横浜FCの勝因は、なんと言っても、この数試合頭をもたげていた細かな甘さをほぼ排除できたことだろう。寺田は「アグレッシブに前から行く守備ということで、それを今週の練習でスタッフから強く言われて、みんなで考えながらやっていた。それが良い結果になって自信もついたと思う」と振り返ったが、練習を通じて取り戻すことができたことは大きな収穫。この試合では、奥大介さんへの思い、そして三ツ沢をより良くしたいという思いがプラスαを生んだ。レギュラーシーズンは残りは5試合。「お互い選手としてやっていた時にJ1からJ2に落ちたので、もう一回お互いに、俺は監督として、彼は強化部長として、その立場でもう1回上げたいし、魅力のあるチームにしたい、面白いサッカーをしたいよねという話は良くしていた」と奥大介さんに山口素弘監督が立てた誓いを果たすために全力を尽くすしかない。

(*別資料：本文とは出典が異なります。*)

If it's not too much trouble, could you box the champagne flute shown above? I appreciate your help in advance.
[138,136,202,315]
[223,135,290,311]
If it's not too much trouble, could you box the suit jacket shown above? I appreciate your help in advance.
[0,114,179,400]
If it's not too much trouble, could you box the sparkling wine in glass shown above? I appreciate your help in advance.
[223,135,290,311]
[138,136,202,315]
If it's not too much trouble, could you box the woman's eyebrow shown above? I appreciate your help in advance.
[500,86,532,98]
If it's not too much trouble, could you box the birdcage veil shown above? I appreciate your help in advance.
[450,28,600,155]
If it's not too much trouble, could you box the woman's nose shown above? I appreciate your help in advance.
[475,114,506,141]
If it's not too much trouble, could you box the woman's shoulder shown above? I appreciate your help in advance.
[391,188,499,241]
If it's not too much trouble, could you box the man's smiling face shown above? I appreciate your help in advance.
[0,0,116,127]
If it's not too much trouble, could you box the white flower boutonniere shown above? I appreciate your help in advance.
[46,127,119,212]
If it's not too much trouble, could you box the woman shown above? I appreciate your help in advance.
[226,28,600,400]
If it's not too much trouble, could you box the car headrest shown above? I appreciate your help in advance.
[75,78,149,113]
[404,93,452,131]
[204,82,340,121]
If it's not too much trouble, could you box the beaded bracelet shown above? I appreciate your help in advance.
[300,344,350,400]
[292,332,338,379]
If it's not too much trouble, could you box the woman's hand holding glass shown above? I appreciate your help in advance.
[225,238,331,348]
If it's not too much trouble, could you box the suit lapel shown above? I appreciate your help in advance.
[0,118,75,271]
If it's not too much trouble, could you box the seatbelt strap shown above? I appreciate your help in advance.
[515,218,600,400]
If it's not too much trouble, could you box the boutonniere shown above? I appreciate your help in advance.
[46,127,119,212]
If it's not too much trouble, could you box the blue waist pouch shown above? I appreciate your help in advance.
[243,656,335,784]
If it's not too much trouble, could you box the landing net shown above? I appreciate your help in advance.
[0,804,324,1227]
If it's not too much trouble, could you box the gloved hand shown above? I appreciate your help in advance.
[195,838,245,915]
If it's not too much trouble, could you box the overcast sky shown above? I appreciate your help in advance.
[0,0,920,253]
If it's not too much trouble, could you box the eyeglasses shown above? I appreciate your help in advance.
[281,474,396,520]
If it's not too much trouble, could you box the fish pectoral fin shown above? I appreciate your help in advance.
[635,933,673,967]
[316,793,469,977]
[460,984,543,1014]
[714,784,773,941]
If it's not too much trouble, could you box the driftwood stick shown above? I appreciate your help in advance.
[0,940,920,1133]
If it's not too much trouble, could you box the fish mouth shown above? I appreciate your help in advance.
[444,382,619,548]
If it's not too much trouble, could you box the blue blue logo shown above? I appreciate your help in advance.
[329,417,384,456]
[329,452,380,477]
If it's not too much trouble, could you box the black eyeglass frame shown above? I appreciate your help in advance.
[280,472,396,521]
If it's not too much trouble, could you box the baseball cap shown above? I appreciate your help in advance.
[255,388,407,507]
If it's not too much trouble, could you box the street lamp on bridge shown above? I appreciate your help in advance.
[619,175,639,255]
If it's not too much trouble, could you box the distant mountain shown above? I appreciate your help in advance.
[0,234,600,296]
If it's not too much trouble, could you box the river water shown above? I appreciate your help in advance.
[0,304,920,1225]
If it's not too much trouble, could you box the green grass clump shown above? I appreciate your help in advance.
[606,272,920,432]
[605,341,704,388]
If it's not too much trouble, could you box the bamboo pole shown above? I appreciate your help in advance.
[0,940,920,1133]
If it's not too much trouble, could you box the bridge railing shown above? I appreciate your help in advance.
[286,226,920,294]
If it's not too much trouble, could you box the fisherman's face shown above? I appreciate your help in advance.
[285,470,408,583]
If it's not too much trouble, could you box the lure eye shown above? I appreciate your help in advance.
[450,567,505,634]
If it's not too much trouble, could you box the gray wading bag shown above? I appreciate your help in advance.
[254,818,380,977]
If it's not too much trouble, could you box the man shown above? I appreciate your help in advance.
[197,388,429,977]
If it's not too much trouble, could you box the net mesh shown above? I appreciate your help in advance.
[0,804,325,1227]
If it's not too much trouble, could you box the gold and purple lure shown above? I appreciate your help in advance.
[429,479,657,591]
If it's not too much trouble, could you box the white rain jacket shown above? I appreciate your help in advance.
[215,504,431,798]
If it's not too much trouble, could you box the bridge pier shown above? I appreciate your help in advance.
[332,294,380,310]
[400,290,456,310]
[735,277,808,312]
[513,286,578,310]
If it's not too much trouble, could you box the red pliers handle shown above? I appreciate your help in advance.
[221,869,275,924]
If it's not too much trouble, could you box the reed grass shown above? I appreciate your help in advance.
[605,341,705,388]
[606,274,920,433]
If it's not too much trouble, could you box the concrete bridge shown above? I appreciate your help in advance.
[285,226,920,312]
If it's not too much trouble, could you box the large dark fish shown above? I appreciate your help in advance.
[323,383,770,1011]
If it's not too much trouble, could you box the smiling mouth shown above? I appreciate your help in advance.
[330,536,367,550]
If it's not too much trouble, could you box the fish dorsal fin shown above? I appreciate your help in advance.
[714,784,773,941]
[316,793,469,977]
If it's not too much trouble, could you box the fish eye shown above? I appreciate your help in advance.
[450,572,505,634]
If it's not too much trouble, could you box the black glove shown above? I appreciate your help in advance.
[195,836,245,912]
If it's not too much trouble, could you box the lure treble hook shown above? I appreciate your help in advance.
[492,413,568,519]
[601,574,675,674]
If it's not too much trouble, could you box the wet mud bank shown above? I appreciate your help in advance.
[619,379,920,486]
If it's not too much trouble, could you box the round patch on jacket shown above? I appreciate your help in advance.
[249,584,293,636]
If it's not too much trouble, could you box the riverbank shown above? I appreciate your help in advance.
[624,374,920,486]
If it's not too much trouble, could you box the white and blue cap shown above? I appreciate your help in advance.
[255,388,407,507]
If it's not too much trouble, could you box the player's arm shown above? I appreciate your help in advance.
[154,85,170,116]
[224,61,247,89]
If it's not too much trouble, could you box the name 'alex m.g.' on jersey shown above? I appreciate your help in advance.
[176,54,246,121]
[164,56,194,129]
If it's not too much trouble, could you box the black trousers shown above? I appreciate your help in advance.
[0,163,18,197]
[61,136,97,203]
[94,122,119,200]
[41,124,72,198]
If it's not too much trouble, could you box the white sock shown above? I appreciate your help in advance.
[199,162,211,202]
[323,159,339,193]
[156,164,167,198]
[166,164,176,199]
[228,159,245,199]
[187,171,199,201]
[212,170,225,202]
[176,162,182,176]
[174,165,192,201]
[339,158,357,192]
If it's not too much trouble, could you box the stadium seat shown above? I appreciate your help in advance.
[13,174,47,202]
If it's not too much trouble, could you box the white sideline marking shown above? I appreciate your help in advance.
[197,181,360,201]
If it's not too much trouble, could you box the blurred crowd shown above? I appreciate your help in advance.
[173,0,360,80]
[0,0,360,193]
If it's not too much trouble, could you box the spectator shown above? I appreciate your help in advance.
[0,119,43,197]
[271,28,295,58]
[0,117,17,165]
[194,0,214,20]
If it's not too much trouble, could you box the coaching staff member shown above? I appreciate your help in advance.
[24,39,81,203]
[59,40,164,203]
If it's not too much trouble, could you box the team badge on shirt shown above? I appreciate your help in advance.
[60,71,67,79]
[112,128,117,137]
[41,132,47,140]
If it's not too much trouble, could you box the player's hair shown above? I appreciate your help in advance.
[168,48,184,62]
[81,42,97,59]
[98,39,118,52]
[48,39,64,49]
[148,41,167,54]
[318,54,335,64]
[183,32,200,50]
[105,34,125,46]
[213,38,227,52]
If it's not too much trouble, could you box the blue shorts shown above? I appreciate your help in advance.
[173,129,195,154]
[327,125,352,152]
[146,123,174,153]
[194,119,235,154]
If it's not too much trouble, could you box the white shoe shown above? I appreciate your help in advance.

一方の栃木は、一言で言えばもったいない試合をしてしまったという形だ。阪倉監督は、「メンタルの問題なのか、フィジカルの問題なのか、相手との関係の問題なのかわからない」とその試合運びに至った原因は詳細に述べなかったが、このようなもったいない試合を繰り返さないための修正が必要だ。
シーズン終盤だからこそ、多くの試合は対戦チーム同士の戦術の完成と綿密な研究により拮抗する。だからこそ、試合の入り方に象徴されるように、試合に賭ける思いの表現が勝敗を大きく分けるファクターとなる。その思いの強さは、クラブそのものの強さだ。思いを強く重ねていくことの大事さを認識させられた試合だった。